I have a thing for cities by the water with mountains in the background. Reykjavik was a perfect interlude between our countryside adventures. It was a calm 4 degrees Celsius but it felt warm compared to some of the spots we had been visiting in the days before! It was good to spend a whole day on our feet, doing what we love to do – urban exploring. This charming city is small enough to see in a day and we adored our mix of cafes, street art, cultural buildings, expensive and evolving residential areas. It all felt so cosy and intimate, a sometimes random tapestry of homes interwoven among the backyards, shared fences, bare trees, hedges, propped up bikes and roaming cats. I think the cats were attracted to our bag of goodies from a deli where a lovely lady gave us her time and many samples to expand our tastebuds. On the shaded sides of the streets the ice made for some slippery parts – we noted that runners went past on the sunny side. This kind of forethought is so foreign for us Australians!
This day in the city was precious. (Will share the cafes we visited in another post)
That evening we watched the stunning sunset over the city from our hotel before rugging up for a Northern Lights tour. With the cloudy weather the first few days we were yet to see them and we wanted to increase our chances. Some months before our trip I had a rather momentous letting go when I decided that I would not do night photography of the Lights. I knew that the environment would be challenging for me, so I had decided I would just relax beside my husband who was excited to capture them. On my auntie and uncle’s farm before the trip I had sat on the ground hugging my dog while he practised. Even after a long time in the darkness I could only count 25 stars, while my husband could not even begin to count the huge number he saw. From this I knew there was a chance I might not see the Northern Lights, but damn I’m grateful for those 25 stars. I decided I would live the Northern Lights through his photos and words and my other senses.

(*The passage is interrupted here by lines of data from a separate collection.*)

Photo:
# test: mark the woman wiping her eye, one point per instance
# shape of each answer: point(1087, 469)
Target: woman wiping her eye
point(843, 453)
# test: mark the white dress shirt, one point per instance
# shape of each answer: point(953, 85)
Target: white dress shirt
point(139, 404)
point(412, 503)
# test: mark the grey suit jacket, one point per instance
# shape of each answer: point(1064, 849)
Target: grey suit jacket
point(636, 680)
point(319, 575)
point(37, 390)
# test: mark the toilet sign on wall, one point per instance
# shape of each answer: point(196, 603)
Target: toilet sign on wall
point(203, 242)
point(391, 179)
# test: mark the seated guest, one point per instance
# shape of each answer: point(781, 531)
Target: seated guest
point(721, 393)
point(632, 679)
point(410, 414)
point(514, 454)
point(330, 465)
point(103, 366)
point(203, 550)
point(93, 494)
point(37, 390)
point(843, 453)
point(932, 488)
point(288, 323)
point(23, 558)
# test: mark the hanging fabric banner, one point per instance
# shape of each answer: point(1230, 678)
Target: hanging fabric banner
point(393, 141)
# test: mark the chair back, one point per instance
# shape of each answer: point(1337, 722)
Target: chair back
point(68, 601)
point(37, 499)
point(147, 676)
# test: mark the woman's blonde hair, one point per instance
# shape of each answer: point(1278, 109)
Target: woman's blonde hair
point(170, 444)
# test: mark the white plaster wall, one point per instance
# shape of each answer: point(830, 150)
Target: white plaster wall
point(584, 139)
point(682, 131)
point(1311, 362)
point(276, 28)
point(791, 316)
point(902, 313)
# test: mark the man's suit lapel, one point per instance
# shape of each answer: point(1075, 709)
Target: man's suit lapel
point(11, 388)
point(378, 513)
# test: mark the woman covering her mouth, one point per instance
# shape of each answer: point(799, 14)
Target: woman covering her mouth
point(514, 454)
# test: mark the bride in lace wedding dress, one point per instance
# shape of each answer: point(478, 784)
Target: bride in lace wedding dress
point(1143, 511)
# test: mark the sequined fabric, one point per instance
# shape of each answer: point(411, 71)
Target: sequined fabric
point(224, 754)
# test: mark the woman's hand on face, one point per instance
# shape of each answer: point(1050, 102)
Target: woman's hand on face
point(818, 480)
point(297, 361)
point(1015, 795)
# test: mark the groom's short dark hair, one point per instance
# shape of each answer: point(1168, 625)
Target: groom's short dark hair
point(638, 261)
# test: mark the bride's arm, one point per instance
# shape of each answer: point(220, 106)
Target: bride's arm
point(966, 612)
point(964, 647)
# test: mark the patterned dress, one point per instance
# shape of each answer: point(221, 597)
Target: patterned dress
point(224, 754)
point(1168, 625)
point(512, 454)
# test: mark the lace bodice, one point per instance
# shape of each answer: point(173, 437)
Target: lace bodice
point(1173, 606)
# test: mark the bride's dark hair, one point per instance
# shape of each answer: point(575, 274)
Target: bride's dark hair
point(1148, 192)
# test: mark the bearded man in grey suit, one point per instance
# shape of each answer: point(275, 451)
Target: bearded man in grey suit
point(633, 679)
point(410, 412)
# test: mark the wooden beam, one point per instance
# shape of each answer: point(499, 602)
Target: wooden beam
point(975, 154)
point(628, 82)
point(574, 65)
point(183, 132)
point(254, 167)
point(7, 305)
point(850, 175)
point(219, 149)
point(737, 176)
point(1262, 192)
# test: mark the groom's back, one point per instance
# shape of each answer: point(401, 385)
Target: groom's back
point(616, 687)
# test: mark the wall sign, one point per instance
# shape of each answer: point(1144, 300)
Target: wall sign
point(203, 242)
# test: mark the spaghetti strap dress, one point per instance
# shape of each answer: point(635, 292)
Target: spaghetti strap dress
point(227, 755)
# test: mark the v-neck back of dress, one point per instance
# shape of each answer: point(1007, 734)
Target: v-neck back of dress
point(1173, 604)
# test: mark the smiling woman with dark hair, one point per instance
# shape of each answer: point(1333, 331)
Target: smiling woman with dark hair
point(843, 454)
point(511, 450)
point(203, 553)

It was a bitterly cold and windy night up on that mountain. I held the tripod steady and tried to stop my teeth from chattering. The tour guides handed out hot chocolates and our guide soon learnt that I needed a little extra assistance and was very kind. I listened to the movements and laughter of other tourists weaving among our convey of parked 4WD jeeps. For me, it was pitch black and I found it amazing that everyone could run so freely while my body was very tense and still. I couldn’t see my hand waving in front of my face. How could they see? Where was the edge of the mountain? Wow, I really am that legally blind. My husband showed me a photo in the back of the camera to give me an idea of our surroundings. I learnt then that we were on a large flat mountain top, not standing on the edge of a cliff like the wind made me feel! Sometimes, in my photography and love for the small things, I can almost forget how little I see physically. It was a big reminder up there on that mountain and was quite a hard emotional experience for me. My husband saw the Northern Lights, low intensity but there all the same. I was by his side. He lovingly comforted me as I choked back tears.
My husband’s long-held dream came true. And that was gift enough for me.